Une prise facile sur le réel
Thomas Svolos
Le réel, comme dit Lacan dans le Séminaire Kanzer[1] à propos du rêve réel est ineffable. Néanmoins nous essayons d’en dire quelque chose. Concernant les rêves, Lacan a noté que c’est dans le matériau de la narration même que nous pouvons faire quelque chose du réel. Quel est ce quelque chose ? Je dirais qu’il ne s’agit pas d’interprétation, tout au moins pas dans son sens usuel. L’interprétation est un acte qui est orienté vers la Vérité. Et, comme le jure un témoin dans une cour de justice américaine, c’est « la vérité, toute la vérité, et rien que la vérité ». L’interprétation vise la vérité dite toute. Mais, comme Lacan le déclarera à la fin de son enseignement, la forme achevée de la vérité est le mensonge.
Alors que faisons-nous de ce réel ? Je soutiens que l’une des réponses possibles à cette question se trouve dans leSéminaire XXIII. Dans l’antépénultième cours, Lacan déclare, « Je me suis beaucoup préoccupé de Joyce tous ces temps-ci, et je vais vous dire en quoi Joyce est stimulant. Joyce est stimulant parce qu’il suggère, mais ce n’est qu’une suggestion, une façon aisée de le présenter. Moyennant quoi, et c’est bien là sa valeur, son poids, tout le monde s’y casse les dents […] il doit y avoir un Joyce maniable[2]. » Et, en vérité, deux cours plus tard, il nous livre cette voie d’accès à Joyce : Au travers de ses incursions dans la totalité de l’œuvre de Joyce, sa longue biographie par Ellman et toute la littérature secondaire, Lacan trouve un accès facile à Joyce à partir de l’épisode où, enfant, il est battu par ses camarades de classe[3]. Ceci apparait comme différent de l’interprétation et le choix de « maniable » est significatif dans la mesure où il évoque là une façon de traiter Joyce, ou « d’utiliser », signifiant important à présent dans notre travail sur les rêves, cet épisode, à partir d’un maniement subtil de quelque chose comme des ronds de fils. Nous en faisons l’expérience dans l’analyse et pouvons en entendre quelque chose lors des témoignages de passe des Analystes de l’École – ces moments où quelque chose est dit qui est « utile », qui soudain fraye un chemin facile à l’analysant, à propos de quelque chose d’ineffable.

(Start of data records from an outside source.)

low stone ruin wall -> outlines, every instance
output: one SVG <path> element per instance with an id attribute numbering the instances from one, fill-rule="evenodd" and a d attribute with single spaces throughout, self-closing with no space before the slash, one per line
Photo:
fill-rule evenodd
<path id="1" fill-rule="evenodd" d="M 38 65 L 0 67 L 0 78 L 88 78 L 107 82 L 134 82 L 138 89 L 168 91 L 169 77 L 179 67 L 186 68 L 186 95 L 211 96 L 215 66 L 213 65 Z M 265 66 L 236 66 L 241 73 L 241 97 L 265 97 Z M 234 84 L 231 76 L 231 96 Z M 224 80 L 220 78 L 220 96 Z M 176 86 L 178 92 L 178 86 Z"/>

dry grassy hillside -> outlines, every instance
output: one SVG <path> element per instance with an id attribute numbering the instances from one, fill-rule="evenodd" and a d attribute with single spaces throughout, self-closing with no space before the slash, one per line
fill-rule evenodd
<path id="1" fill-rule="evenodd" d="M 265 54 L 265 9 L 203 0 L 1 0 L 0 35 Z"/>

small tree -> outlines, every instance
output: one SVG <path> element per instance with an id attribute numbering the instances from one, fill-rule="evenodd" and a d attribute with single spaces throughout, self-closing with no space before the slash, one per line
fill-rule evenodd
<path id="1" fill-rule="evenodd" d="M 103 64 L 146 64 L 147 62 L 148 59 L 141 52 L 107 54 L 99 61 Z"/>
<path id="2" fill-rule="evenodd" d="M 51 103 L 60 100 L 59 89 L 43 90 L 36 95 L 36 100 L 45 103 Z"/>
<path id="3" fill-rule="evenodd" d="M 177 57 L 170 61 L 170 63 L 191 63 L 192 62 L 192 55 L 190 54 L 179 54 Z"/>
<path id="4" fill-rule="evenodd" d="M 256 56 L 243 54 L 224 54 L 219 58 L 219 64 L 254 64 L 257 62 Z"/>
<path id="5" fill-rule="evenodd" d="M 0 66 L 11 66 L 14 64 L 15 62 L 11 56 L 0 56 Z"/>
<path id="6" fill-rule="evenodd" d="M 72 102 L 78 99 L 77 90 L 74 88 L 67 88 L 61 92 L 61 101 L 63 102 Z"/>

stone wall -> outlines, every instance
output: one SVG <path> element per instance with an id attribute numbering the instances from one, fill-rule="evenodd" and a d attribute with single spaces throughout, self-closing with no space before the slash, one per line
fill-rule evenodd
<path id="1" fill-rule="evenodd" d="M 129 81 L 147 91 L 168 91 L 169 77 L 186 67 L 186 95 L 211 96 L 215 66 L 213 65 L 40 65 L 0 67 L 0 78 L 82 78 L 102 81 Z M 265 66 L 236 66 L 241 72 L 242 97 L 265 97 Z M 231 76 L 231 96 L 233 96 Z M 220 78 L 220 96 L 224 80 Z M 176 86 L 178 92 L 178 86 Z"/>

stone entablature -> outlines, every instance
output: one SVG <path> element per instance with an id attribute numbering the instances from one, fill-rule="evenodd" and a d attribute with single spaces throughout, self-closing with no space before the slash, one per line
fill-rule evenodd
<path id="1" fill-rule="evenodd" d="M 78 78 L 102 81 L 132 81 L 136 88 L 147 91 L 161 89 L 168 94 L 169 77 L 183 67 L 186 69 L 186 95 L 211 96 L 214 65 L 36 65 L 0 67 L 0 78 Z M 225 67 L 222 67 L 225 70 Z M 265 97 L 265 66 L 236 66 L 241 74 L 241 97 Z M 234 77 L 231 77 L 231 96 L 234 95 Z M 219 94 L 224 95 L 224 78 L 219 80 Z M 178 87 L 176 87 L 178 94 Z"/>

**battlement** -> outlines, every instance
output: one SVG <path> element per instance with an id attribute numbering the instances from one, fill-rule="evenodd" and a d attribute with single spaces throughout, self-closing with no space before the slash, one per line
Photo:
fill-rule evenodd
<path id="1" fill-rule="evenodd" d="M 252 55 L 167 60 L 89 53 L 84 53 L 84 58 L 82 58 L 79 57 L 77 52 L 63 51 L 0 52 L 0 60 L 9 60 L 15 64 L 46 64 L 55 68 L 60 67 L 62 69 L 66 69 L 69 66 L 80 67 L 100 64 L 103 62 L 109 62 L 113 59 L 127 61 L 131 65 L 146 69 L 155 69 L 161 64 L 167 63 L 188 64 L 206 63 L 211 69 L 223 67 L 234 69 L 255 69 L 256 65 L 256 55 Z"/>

Dans le Séminaire XXIII, Lacan affirmait bien que « Il y a une chose qui est en tout cas certaine […], c’est que l’idée même de réel comporte l’exclusion de tout sens. Ce n’est que pour autant que le réel est vide de sens, que nous pouvons un peu l’appréhender. Ce qui évidemment me porte à ne même pas lui donner le sens de l’Un, mais il faut quand même bien se raccrocher quelque part[4] ». J’aime cette expression « raccrocher ». Dans l’expérience analytique, comme « maniable », prise facile, elle implique un moyen d’approche du réel et d’un usage possible dans l’expérience analytique.
Traduction : Catherine Massol
[1] Cf Lacan, Jacques, “Yale University, Séminaire Kanzer ” [24 novembre 1975], Scilicet n° 6/7, 1975, p. 7-31.
[2] Lacan, Jacques, Le Séminaire, Livre XXIII, Le Sinthome, Seuil, Paris, 2005, p. 120.
[3] Cf ibid., p. 148-149.
[4] Lacan, Jacques, « L’insu que sait de l’une-bévue s’aile à mourre », leçon du 8 mars 1977, inédit.